Até um passado próximo, pensava que o problema da sociedade era tão somente estrutural. Cria que toda mazela que dividimos enquanto sociedade era tão somente a colheita maldita de camadas e camadas sociais erguidas geração após geração. Na minha cabeça de ontem, essas camadas se empilhavam e se faziam fortes como rocha, transformando os seres em construtos totalmente produtos do meio. Repensando agora, numa constatação, talvez o meu eu do passado não estivesse tão errado assim.
Há, sem dúvidas, uma herança de péssimas estruturas que vêm se firmando sobre destroços e os ossos de quem, ou trabalhou para que ela existisse ou a financiou. E, ainda, hoje, ao observar, vejo com nitidez isso, essa casa-mundo que dividimos é assombrada cotidianamente pelos poltergeists da vida que se foi, da política que se foi, da organização de classes que se foi, dos padrões que se foram. É, tudo isso já devia ter mesmo ido, mas não, seguram firmes aí, e, mesmo desencarnados, fazem-se presentes e, por assim, dizer, vivos.
Nossos fantasmas já são parte da família, não assustam ninguém como deveriam. Acostumamos-nos a dividir a mesa e a cama com eles. Vez ou outra, os estranhamos, mas eles seguem aí conosco, sorrateiros pelos corredores, nos acompanhando ao trabalho e ao supermercado. Agem como se existissem e estão sempre nos soprando absurdos ao pé do ouvido.

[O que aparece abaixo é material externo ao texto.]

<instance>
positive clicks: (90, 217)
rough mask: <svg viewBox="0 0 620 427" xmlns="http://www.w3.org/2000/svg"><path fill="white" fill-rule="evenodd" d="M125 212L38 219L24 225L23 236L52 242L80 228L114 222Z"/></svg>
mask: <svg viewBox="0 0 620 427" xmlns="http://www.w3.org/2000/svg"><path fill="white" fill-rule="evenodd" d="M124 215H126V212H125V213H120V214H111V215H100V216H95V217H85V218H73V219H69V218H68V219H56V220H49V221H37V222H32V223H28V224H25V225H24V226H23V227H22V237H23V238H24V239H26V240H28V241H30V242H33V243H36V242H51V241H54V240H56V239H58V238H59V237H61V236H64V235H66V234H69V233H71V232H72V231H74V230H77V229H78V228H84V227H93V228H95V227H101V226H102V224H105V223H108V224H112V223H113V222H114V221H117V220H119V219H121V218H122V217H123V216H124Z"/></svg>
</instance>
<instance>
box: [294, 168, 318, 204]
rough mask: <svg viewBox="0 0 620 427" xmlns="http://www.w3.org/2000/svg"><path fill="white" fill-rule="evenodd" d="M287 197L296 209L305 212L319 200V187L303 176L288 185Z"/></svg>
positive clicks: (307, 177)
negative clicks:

Nossos fantasmas são essas estruturas sociais, as quais já estavam aqui quando chegamos e aprendemos a conviver com elas. São elas que nos fazem, em suma, tristes e desmotivados. Passam o dia a nos dizer o quanto somos fracassados por não sermos como aqueles que viveram antes de nós. É difícil não ouvir seus balbucios nos soprando autoritários o que devemos fazer e muito mais difícil não obedecê-los. Afinal, sempre fora assim, quem somos nós para mudar?
Afirmo, somos vetores de grande mudança no universo. Não há que seguirmos repetindo o ontem, se nossas pernas e mentes querem o caminho novo. O caminho onde podemos encontrar a melhor versão de nós. E ela está bem ali, a um passo de quebramos os padrões, os paradigmas, os dogmas.
Construir o novo tem muito a ver com o deixar o que foi lá no lugar dele, o espaço que é referente para que nossos eus que virão possam ter maiores possibilidades de felicidade, sucesso e paz. E, atenção aqui: o passado não é um mau lugar, mas, como diria Belchior, ele é uma roupa que não nos serve mais.
Acreditemos que o que está no porvir é melhor e nos fará mais felizes, ou não há o porquê seguirmos caminhando. E, caminhar exige esforço e foco. Além disso, para sermos versões melhores de nós, o desprendimento de quem fomos é vital. Vamos deixar o futuro nascer, ele anseia chegar e, no seu arrebento para a vida, um universo inteiro ruirá. No seu nascimento, haverá mais luz e menos dores. Estou certa disso.
Vamos deixar o futuro nascer hoje: preparemo-nos para o parto.